Amy hatte ihm schweigend zugehört und als er jetzt den Blick hob, lächelte sie zurückhaltend.

„Und du?“, wollte Alec wissen. „Welche Pläne hast du für deine Zukunft?“

„Ich?“ Sie lachte leise auf. „Eigentlich gar keine. Man macht doch meistens umsonst Pläne und das Leben spielt ganz anders. Ich warte einfach ab, was das Leben mit mir so vorhat.“ Und auf seine verblüffte Miene hin, fügte sie hastig hinzu: „Ich bin nicht dafür geeignet, irgendwann zu studieren oder einen Beruf zu lernen. Bei Jean ist das etwas anderes – sie besitzt Ehrgeiz, unglaublichen Ehrgeiz sogar und sie hat genaue Vorstellungen von dem, was ihr wichtig ist, auch, wenn sie es vielleicht nicht umsetzen kann.
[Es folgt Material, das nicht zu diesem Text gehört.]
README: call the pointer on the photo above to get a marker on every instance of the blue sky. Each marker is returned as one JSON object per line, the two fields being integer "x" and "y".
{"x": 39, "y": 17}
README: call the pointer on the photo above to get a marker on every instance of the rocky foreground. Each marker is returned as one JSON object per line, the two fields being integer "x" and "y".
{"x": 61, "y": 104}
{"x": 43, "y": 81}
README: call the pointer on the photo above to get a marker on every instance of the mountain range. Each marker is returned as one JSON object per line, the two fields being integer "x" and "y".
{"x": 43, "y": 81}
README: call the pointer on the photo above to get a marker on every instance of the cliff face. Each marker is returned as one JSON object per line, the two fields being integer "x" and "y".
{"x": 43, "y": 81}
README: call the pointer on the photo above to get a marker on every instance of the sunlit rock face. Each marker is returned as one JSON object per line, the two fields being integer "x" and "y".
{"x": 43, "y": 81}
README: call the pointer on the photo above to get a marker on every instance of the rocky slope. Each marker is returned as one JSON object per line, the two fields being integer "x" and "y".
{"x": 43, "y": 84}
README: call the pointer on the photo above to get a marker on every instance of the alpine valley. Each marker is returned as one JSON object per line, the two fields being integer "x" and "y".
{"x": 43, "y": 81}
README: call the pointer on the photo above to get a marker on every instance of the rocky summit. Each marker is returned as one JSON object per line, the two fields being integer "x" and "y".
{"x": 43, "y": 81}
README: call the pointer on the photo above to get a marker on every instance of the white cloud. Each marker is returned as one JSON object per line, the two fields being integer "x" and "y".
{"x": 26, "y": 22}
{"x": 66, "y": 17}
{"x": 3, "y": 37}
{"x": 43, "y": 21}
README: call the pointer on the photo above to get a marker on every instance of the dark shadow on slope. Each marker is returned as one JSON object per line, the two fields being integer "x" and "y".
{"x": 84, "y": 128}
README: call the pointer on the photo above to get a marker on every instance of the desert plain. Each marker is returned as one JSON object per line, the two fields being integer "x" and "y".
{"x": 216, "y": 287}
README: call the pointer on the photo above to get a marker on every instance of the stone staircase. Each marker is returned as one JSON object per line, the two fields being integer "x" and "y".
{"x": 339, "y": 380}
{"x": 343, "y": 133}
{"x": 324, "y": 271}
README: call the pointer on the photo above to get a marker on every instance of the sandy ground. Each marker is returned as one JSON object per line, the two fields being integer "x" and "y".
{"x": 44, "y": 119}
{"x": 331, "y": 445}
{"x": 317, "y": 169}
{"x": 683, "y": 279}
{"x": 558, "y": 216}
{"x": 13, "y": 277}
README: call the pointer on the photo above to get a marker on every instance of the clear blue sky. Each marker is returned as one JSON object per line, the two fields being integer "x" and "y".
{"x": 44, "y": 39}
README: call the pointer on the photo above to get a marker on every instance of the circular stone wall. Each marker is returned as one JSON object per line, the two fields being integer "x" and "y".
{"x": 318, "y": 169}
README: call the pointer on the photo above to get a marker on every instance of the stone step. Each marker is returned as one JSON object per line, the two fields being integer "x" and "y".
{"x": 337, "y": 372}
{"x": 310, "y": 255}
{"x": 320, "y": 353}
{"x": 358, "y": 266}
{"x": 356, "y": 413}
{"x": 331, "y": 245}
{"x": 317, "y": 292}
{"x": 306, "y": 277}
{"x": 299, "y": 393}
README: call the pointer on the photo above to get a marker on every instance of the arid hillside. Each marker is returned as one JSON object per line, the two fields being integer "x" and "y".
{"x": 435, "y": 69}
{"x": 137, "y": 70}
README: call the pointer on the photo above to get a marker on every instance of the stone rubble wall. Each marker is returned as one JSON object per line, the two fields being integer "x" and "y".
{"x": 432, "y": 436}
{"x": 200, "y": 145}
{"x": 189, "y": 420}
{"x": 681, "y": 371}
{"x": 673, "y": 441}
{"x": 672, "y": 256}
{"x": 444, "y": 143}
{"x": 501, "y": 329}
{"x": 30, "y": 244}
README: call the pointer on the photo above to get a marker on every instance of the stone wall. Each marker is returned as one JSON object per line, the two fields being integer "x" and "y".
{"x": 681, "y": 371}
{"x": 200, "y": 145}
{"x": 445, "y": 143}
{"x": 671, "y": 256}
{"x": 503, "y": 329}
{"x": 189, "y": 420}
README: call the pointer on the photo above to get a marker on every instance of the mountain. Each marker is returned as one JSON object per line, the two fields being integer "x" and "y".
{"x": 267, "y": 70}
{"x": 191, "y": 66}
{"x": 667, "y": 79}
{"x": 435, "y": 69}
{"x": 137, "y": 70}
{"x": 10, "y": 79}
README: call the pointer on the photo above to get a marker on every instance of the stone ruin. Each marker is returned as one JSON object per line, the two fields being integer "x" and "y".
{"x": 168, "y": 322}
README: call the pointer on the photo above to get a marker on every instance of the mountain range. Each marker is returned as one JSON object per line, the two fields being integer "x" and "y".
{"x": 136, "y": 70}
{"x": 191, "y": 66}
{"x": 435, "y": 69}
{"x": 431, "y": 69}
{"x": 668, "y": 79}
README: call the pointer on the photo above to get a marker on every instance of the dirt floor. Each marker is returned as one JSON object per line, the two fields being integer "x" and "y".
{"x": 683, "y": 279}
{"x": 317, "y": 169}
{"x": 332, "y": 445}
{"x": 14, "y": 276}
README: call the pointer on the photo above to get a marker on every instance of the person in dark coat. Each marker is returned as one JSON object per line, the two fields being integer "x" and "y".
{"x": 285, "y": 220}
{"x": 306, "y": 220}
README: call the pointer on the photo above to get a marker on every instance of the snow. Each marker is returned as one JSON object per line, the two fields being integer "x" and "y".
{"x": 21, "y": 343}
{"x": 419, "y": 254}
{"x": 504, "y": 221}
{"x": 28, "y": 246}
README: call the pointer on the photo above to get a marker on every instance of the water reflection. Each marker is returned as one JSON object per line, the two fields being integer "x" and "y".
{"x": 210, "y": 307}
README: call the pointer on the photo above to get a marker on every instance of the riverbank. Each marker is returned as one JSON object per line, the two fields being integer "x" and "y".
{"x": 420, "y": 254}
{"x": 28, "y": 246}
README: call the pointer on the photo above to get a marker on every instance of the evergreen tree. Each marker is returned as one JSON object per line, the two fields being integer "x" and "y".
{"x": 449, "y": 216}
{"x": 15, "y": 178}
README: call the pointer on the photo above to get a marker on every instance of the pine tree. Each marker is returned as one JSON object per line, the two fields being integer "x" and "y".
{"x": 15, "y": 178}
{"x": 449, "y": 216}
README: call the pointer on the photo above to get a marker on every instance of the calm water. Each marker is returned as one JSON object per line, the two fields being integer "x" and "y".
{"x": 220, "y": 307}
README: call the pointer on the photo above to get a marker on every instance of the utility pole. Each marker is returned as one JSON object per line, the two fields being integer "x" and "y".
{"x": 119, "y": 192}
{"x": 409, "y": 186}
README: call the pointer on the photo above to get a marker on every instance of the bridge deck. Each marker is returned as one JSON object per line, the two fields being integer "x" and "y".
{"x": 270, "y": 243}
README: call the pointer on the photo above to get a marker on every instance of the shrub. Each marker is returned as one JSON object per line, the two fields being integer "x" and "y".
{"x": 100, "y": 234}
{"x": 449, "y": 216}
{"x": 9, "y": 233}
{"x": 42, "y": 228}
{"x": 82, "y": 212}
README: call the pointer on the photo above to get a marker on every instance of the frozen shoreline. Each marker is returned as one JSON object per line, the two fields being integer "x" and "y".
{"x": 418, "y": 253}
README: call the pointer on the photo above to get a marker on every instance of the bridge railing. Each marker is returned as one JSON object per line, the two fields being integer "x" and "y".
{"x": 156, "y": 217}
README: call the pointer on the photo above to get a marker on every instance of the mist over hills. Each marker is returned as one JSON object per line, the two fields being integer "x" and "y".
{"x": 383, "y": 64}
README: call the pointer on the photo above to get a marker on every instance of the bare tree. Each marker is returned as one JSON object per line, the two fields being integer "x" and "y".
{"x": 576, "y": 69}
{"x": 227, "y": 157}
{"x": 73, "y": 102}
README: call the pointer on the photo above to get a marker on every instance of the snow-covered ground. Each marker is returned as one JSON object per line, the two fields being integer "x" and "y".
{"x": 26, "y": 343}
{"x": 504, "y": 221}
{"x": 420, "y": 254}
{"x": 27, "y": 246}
Aber ich? Ich weiß nicht. Vielleicht übernehme ich einfach nur die Ranch.“

Alec grinste. „Dann sieh zu, dass du eines Tages Cowgirl wirst! Wir könnten weibliche Verstärkung gebrauchen!“

„Vielleicht. Mal abwarten, was Daddy dazu meint! Ich glaube kaum, dass ich ihn dafür begeistern kann!“

Der junge Mann drückte seine Zigarette im Sand aus. „Dann hoffe ich für dich, dass schon bald ein Märchenprinz vorbeikommt und dich in sein Schloss entführt! Das heißt, eigentlich muss er sich ja von dir auf die Ranch entführen lassen!“

„Oh!“ Amy lächelte geheimnisvoll und gleichzeitig ein wenig unbeholfen. „Den Prinzen kenne ich schon! Er weiß es nur noch nicht!“

Die Überzeugung in ihrer Stimme ließ ihn erstaunt innehalten. Er wollte etwas erwidern, doch Amy sprang bereits auf und lief ohne ein weiteres Wort über den Hof, zum Wohnhaus hinüber. Verwundert ließ sie ihn zurück. Was sie mit dieser Aussage wohl meinte? Er schüttelte den Kopf – ein verrücktes, kleines Mädchen, diese Amy Arkin! Aber süß, einfach bezaubernd. Wenn sie nur ein bisschen älter gewesen wäre, zwei, drei Jahre, dann…er verbot sich den Gedanken rasch, denn sie war es nicht. Sie war ein sechzehnjähriges Kind und er war ein junger, vernünftiger Mann – zumindest glaubte er das von sich. Da verstand es sich von selbst, dass er seine Finger von ihr ließ. Er hatte ohnehin nicht vor, zu lange hierzubleiben. Zu viele Monate an ein und demselben Flecken Erde lagen ihm nicht.

Schade, dachte er. Zu schade, dass ich nicht mehr miterleben werde, wie sie sich entwickelt und was sie nach der Schule wirklich tun wird.